Gli anni milanesi si susseguiranno freneticamente, con mostre, amori burrascosi, viaggi, soprattutto in Francia dove Boccioni incontrerà i cubisti e, per il tramite di Apollinaire, Picasso, e “vivaci” serate futuriste, animate dalle risse e sedate dai carabinieri.

Come la spedizione punitiva al caffè delle Giubbe Rosse di Firenze contro i “Vociani”, scaturita dalle pesanti critiche all’Esposizione d’Arte Libera a Milano e dallo sfregio del dipinto “La risata” ad opera di un ignoto contestatore.

Elasticità

È a Milano che Boccioni scriverà le pagine principali della sua poetica pittorica e scultorea creando un linguaggio nuovo e personale, con i due trittici degli Stati d’animo, Materia, l’Antigrazioso, ed Elasticità dove, come in un presagio, esalterà i cavalli che ama perché incarnano la forza e l’agilità.

Saranno quelli anche gli anni dell’impegno politico che lo vede passare dal socialismo ‘marxista’ al nazionalismo e all’acceso interventismo, fino all’arruolamento volontario dopo l’entrata in guerra dell’Italia. Rientrato a casa viene richiamato, suo malgrado, al fronte, a Verona, dove viveva la sorella con il marito Guido Callegari e diversi amici. Una fortuna per Boccioni che, turbato dal non poter dipingere, dalla monotona vita di trincea, dagli orrori e dal tragico impatto con la morte, comincerà forse a dubitare della sua esaltazione per la guerra come igiene del mondo, scrivendo, infatti: “l’arte è sempre al di sopra e la guerra non la tocca”.

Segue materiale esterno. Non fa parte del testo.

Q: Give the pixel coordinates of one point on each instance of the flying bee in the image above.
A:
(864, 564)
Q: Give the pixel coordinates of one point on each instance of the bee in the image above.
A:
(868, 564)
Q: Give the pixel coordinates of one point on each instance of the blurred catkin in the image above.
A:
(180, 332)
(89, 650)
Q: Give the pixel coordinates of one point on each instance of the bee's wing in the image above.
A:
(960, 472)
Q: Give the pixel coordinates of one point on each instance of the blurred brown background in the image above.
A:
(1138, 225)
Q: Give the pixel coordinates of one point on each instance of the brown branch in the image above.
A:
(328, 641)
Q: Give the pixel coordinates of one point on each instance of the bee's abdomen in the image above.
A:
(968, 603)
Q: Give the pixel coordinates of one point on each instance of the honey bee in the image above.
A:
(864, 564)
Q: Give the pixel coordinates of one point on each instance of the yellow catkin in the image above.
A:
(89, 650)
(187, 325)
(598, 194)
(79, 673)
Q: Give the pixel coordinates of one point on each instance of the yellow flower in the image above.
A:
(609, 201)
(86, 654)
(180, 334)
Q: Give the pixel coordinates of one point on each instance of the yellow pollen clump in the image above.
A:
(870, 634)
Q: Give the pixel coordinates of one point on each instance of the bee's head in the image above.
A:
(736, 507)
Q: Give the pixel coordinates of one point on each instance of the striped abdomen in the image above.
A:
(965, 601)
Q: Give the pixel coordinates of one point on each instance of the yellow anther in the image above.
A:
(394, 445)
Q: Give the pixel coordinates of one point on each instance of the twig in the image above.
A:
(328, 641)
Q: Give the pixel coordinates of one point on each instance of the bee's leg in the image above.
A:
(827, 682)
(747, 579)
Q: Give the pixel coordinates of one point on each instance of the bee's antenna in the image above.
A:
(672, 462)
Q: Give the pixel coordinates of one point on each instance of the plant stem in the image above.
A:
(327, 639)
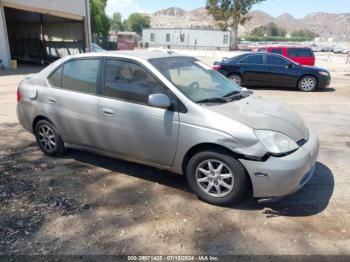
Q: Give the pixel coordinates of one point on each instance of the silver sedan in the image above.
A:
(172, 112)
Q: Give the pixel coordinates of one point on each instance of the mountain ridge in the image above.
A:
(322, 23)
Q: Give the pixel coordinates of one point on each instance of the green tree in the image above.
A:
(116, 22)
(137, 22)
(268, 30)
(231, 13)
(100, 24)
(305, 33)
(259, 31)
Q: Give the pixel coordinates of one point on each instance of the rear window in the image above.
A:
(81, 75)
(300, 52)
(253, 59)
(276, 51)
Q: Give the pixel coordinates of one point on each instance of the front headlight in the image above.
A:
(323, 73)
(276, 143)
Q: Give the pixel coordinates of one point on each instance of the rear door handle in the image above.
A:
(108, 112)
(52, 100)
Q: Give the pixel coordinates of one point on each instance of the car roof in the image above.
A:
(279, 46)
(143, 54)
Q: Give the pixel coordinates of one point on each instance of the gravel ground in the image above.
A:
(83, 203)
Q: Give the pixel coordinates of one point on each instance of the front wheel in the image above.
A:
(307, 84)
(48, 138)
(236, 79)
(216, 177)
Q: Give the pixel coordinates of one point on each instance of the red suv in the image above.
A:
(301, 55)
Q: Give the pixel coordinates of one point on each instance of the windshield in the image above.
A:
(195, 79)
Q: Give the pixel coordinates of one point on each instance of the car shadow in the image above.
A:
(310, 200)
(291, 89)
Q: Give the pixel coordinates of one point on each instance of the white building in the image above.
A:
(41, 30)
(186, 38)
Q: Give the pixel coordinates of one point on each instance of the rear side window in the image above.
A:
(275, 60)
(129, 81)
(300, 52)
(253, 59)
(55, 79)
(81, 75)
(276, 51)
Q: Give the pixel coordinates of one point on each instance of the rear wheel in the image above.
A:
(216, 177)
(307, 84)
(48, 138)
(236, 78)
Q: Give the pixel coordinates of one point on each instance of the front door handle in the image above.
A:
(52, 100)
(108, 112)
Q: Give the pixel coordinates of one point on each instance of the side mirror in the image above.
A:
(159, 100)
(289, 66)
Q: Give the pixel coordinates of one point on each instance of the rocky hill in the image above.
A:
(325, 24)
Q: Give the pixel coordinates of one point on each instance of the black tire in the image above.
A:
(236, 78)
(307, 83)
(238, 172)
(46, 134)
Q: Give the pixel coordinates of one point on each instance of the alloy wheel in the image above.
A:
(307, 84)
(215, 178)
(236, 79)
(47, 138)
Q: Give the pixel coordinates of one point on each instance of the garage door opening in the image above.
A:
(36, 38)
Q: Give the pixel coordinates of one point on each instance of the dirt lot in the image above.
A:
(89, 204)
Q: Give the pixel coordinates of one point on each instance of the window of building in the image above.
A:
(129, 81)
(225, 39)
(182, 38)
(253, 59)
(275, 60)
(55, 79)
(81, 75)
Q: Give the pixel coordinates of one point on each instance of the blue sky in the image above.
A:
(297, 8)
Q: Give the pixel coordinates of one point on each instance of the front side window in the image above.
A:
(300, 52)
(182, 38)
(129, 81)
(55, 79)
(225, 39)
(275, 60)
(194, 79)
(253, 59)
(81, 75)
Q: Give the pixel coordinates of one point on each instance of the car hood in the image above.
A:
(263, 113)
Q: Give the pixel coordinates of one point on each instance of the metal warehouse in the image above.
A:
(39, 31)
(186, 38)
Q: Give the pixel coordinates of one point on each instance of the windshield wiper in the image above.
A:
(237, 95)
(232, 93)
(213, 100)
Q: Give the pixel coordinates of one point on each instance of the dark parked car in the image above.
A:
(300, 55)
(264, 69)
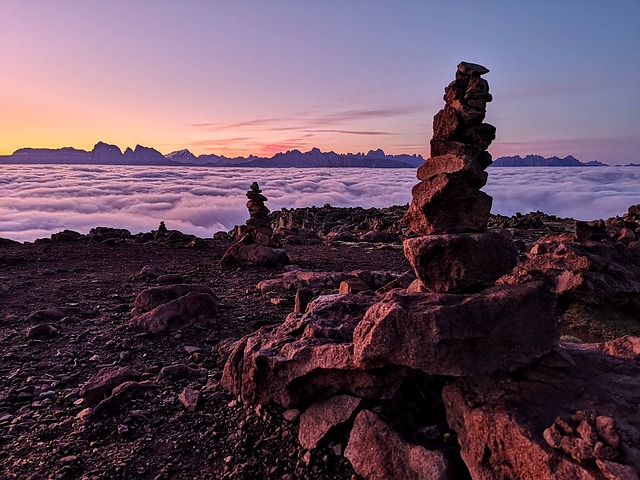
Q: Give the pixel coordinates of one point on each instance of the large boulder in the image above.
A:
(307, 357)
(461, 262)
(378, 452)
(447, 204)
(591, 272)
(572, 415)
(502, 328)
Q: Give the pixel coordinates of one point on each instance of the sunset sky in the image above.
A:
(259, 77)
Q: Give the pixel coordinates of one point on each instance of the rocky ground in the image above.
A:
(84, 291)
(64, 312)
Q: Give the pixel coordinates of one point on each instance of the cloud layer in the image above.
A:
(36, 201)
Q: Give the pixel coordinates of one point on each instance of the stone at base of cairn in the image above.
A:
(461, 262)
(256, 254)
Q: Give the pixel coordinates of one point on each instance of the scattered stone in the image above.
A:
(377, 452)
(353, 285)
(179, 371)
(101, 385)
(122, 395)
(616, 471)
(42, 331)
(303, 297)
(291, 415)
(189, 398)
(174, 307)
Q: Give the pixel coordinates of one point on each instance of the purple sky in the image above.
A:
(258, 77)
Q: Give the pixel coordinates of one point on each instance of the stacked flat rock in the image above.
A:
(258, 229)
(455, 252)
(256, 242)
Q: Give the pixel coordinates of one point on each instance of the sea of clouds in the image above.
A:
(38, 200)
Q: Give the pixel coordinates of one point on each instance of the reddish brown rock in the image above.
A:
(306, 356)
(617, 471)
(472, 69)
(256, 243)
(623, 347)
(353, 285)
(447, 204)
(323, 416)
(156, 296)
(177, 314)
(461, 262)
(502, 328)
(189, 398)
(459, 149)
(500, 419)
(378, 452)
(445, 124)
(595, 273)
(479, 135)
(100, 386)
(467, 167)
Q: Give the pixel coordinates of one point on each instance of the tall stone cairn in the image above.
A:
(456, 253)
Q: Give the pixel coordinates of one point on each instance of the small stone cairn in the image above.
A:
(256, 243)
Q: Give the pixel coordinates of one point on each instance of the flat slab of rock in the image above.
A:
(501, 420)
(155, 296)
(466, 166)
(177, 314)
(502, 328)
(461, 262)
(377, 452)
(307, 354)
(321, 417)
(447, 204)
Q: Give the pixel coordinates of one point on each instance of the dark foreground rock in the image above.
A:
(504, 421)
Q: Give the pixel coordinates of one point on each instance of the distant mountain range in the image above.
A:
(538, 161)
(105, 154)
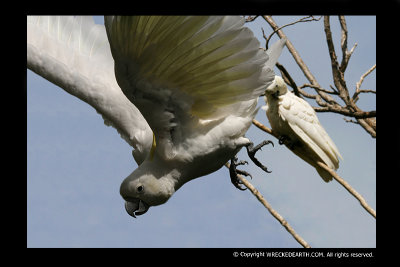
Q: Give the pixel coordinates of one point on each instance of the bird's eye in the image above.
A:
(140, 188)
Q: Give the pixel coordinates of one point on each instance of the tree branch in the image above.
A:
(332, 172)
(349, 189)
(273, 212)
(358, 84)
(306, 71)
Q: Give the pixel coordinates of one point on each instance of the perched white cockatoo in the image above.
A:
(296, 123)
(190, 87)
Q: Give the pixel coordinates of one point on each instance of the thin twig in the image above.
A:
(305, 19)
(359, 83)
(274, 213)
(349, 188)
(332, 172)
(306, 71)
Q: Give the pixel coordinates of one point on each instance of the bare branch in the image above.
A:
(305, 19)
(273, 212)
(349, 188)
(332, 172)
(346, 112)
(352, 121)
(369, 125)
(250, 18)
(359, 83)
(306, 71)
(334, 92)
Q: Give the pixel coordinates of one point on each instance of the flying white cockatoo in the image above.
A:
(296, 123)
(190, 87)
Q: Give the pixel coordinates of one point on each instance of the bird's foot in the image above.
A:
(233, 172)
(285, 140)
(252, 150)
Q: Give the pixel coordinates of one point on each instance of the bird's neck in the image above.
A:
(168, 174)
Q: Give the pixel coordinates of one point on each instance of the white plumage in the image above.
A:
(195, 81)
(294, 119)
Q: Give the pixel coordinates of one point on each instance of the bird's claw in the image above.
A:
(252, 150)
(233, 172)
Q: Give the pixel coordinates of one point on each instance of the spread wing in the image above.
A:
(74, 53)
(183, 71)
(303, 120)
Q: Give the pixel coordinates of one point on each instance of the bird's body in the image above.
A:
(184, 93)
(294, 119)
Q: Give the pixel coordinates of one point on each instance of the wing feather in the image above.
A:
(73, 53)
(214, 60)
(303, 120)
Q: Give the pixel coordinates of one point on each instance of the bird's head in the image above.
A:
(142, 189)
(277, 88)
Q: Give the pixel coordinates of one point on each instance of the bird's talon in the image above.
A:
(252, 150)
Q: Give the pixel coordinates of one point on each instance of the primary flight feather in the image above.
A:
(195, 81)
(293, 119)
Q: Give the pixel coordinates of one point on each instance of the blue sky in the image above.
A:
(75, 165)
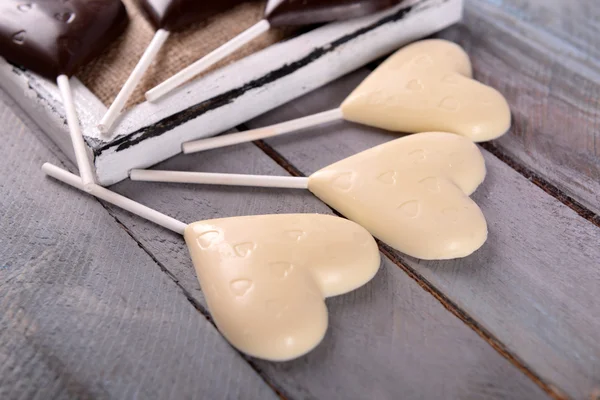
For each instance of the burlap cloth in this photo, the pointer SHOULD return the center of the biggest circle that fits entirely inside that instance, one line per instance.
(105, 75)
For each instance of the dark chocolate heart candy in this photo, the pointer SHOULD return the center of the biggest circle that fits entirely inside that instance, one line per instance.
(55, 37)
(307, 12)
(175, 14)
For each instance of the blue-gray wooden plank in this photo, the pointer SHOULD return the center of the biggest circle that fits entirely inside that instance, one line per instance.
(84, 311)
(533, 286)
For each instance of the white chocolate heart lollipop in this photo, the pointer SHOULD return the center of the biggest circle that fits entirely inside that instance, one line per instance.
(426, 86)
(412, 193)
(265, 277)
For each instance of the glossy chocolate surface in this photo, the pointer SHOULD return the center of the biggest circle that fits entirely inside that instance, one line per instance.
(175, 14)
(307, 12)
(55, 37)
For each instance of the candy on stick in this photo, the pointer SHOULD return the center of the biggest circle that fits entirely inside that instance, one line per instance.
(167, 16)
(54, 38)
(425, 86)
(277, 13)
(412, 192)
(265, 277)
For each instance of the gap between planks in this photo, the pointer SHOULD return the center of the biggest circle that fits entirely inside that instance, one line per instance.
(203, 311)
(543, 184)
(448, 304)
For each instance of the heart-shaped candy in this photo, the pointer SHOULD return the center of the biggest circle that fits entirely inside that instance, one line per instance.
(55, 37)
(265, 277)
(307, 12)
(427, 86)
(412, 193)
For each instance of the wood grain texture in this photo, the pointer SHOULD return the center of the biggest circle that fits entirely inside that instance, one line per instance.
(84, 311)
(544, 56)
(387, 340)
(533, 285)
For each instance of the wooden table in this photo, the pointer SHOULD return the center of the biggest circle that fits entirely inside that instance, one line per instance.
(97, 303)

Proprio la morte lo strapperà dalla gioventù, dai sogni e dalle illusioni. Mentre aspetta che l’amico Giorgio Ferrante arrivi a Chievo, accetterà di fare un giro a cavallo con gli altri ufficiali spingendosi fino a Sorte. È ancora un fantino inesperto ma tiene le redini della tranquilla Vermiglia finché la strada incrocia la ferrovia. Un autocarro sbuca dopo il passaggio a livello, la puledra si spaventa e lo disarciona, trascinandolo con sé per l’amena campagna veronese.

© Cosimo Allera Boccioni “Forme uniche della continuità nello spazio”

Umberto viene soccorso da alcuni contadini e portato in ospedale.

È ferito al capo e al petto, ma il fazzoletto tricolore nella tasca interna della giubba, “vicino al cuore”, non si è macchiato di sangue.

A nulla vale l’opera pronta dei medici. Il genio si spegne all’alba del 17 agosto del 1916. A soli 34 anni. Vissuti febbrilmente, ad alta velocità, da perfetto futurista.